The pressure is palpable. Yet Giles has elected to stay, declining coaching offers at other levels to remain in Edina.

“I love working with the kids,” said Giles, married for 35 years and with two children and two grandchildren. “I hope they are going to learn something about this game along this journey we have together, but I also hope that they’re going to learn something about life along the way.”

Most are about the age their coach was when Giles’ father, Jack, was electrocuted in a work-related accident only weeks before Giles’ 17th birthday. Asked if he stays in an environment of teenage boys to offer what was taken from him, Giles said, “That could be something subconsciously.”

“It was something that affected me beyond what anybody would understand because he was my guy,” Giles said. “He was the only person on the face of the earth that believed that I could accomplish things that other people didn’t think I could accomplish.
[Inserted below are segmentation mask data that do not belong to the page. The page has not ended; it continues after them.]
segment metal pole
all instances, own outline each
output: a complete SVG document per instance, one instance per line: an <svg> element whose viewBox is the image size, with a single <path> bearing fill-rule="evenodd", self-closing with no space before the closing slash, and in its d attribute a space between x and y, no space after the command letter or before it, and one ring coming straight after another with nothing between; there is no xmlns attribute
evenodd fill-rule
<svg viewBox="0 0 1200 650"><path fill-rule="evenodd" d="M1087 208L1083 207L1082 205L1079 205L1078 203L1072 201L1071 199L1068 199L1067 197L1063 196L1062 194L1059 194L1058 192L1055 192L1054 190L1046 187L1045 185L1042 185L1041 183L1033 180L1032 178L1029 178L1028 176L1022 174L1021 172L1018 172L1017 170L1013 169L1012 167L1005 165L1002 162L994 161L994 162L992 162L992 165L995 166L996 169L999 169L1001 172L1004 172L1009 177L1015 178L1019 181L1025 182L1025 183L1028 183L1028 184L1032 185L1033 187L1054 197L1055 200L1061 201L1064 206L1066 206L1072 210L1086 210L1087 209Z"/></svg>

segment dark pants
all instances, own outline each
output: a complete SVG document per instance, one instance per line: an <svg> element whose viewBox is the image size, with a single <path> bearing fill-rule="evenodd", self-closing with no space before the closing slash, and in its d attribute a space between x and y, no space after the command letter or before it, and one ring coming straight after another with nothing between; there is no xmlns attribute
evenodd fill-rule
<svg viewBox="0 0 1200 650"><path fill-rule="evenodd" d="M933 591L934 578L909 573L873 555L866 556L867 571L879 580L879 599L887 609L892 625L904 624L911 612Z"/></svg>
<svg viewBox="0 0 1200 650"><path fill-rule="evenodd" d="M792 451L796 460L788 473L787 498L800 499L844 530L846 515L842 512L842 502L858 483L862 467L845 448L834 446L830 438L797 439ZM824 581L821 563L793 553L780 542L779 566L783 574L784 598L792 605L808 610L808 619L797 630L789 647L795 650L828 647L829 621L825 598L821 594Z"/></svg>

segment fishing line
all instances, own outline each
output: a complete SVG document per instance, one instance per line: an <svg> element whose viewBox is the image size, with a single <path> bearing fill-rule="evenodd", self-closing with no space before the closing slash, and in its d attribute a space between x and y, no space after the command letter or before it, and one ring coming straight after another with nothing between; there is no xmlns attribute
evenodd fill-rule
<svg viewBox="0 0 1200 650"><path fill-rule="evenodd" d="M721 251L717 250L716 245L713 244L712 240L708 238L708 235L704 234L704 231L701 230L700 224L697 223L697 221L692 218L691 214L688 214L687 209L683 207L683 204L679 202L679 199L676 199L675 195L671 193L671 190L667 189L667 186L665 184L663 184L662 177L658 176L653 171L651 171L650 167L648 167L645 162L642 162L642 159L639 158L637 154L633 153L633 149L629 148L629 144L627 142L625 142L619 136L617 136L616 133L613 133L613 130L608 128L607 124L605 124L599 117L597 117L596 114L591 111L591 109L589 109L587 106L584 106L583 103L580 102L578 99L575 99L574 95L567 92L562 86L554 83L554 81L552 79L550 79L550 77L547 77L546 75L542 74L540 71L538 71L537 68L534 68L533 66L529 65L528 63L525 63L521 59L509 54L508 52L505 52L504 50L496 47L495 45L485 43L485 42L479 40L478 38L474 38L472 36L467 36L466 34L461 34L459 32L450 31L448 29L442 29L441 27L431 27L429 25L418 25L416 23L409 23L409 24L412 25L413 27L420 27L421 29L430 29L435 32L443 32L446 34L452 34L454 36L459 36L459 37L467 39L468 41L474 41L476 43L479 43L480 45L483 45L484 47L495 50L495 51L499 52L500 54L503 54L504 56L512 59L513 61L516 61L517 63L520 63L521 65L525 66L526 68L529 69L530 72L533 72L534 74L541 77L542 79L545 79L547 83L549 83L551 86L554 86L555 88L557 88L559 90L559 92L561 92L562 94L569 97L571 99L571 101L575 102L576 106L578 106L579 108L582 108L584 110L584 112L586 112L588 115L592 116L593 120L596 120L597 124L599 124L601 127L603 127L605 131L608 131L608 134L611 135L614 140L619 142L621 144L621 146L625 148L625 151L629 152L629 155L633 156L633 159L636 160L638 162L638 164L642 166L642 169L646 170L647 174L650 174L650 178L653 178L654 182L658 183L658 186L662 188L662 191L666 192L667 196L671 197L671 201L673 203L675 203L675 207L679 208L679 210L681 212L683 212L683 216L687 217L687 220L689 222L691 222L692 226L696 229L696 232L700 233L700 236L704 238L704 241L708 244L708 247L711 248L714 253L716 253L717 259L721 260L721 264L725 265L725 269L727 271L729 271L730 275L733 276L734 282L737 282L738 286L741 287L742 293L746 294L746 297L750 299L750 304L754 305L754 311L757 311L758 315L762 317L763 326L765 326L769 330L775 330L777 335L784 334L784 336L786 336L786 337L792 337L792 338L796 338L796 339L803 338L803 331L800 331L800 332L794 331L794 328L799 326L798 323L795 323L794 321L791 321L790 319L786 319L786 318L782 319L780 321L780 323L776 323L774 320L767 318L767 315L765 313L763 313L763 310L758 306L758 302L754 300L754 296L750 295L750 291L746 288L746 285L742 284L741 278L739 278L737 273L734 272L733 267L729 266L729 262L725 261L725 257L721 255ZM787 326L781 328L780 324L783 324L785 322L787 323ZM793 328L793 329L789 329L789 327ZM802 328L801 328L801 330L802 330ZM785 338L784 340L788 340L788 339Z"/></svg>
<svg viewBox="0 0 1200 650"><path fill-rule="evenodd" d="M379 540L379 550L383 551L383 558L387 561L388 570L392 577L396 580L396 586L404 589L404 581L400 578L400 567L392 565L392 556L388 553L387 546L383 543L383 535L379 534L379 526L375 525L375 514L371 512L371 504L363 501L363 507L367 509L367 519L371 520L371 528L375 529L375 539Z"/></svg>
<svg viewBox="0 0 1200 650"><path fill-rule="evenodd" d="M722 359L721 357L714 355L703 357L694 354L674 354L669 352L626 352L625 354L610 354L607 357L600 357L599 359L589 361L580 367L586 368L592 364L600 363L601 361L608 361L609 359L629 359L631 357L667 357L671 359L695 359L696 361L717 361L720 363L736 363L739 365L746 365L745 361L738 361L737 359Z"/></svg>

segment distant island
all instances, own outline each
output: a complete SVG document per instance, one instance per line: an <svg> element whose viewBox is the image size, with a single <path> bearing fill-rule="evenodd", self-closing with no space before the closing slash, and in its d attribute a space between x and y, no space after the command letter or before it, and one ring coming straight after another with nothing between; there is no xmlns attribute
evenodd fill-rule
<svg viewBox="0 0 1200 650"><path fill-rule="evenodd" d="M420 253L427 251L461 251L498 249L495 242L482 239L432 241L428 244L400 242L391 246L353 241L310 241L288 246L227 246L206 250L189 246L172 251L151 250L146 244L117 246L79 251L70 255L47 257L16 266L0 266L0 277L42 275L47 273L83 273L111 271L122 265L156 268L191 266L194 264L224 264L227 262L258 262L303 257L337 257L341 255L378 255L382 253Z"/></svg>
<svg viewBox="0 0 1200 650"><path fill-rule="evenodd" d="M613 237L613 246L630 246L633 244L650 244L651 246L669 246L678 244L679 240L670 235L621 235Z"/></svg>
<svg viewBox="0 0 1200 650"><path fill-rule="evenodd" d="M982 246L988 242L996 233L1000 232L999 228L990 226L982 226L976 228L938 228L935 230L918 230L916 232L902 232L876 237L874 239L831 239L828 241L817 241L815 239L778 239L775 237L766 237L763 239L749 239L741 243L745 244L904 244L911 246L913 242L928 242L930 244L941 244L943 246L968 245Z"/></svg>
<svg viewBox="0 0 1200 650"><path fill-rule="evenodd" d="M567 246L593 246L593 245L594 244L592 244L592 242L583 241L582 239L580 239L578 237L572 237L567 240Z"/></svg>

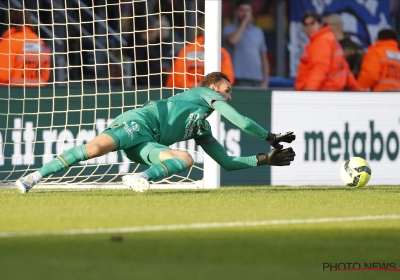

He was that rock.”

Escaping Ikola’s long shadow

Parallels exist in the coaching careers of Ikola and Giles. Their wives were major reasons they settled in Edina. Their talent base, while ample, wasn’t always stable. Edina West High School opened during Ikola’s tenure, splitting the community’s players into two programs. Giles, meanwhile, has lost several top players to metro-area private schools, the National Team Development Program in Ann Arbor, Mich., as well as junior leagues in the United States and Canada.

When Ikola retired, his surname became Braemar Arena’s address. For Giles, Ikola Way is not just a street but an idea that he embodies, said Ben Hankinson, an Edina standout under Ikola who has two sons on this year’s junior varsity.

“Coach Ike never answered to anyone else,” Hankinson said. “You respected him so much that you had no other option but to play hard.”

Some of Giles’ former teammates and coaching peers, while acknowledging respect for his accomplishments, still offer blunt critiques.

“He does well because he’s blessed with good numbers,” former North Stars teammate Brian Bellows said. “If you’ve got 12 squirt teams, your varsity is going to be pretty good.”

Bellows’ son, Kieffer, was Edina’s second-line center as a sophomore at the state tournament last season. He opted not to return to Edina.

“I’m going to leave that one alone and just say he’s happier in Sioux Falls right now,” Bellows said.

In the 2014 championship game against Lakeville North, Edina players drew penalties for roughing, unsportsmanlike conduct and a major penalty for boarding.

“They bring intimidation along with skill,” Benilde-St. Margaret’s coach Ken Pauly said.

Pauly, a board member and past president of the coaches association, said not having Giles’ support as an active member is “a disappointment for us.” He calls Giles “a humble man who underestimates the influence he has.”

Giles hip-checked Pauly’s assertion.

“I learned a long time ago that sometimes when you get out front, you open yourself up,” Giles said. “The most important thing for me is this group of kids that we work with. I’ve got to be honest, I don’t care what anybody thinks about me, what I do or how I do it.”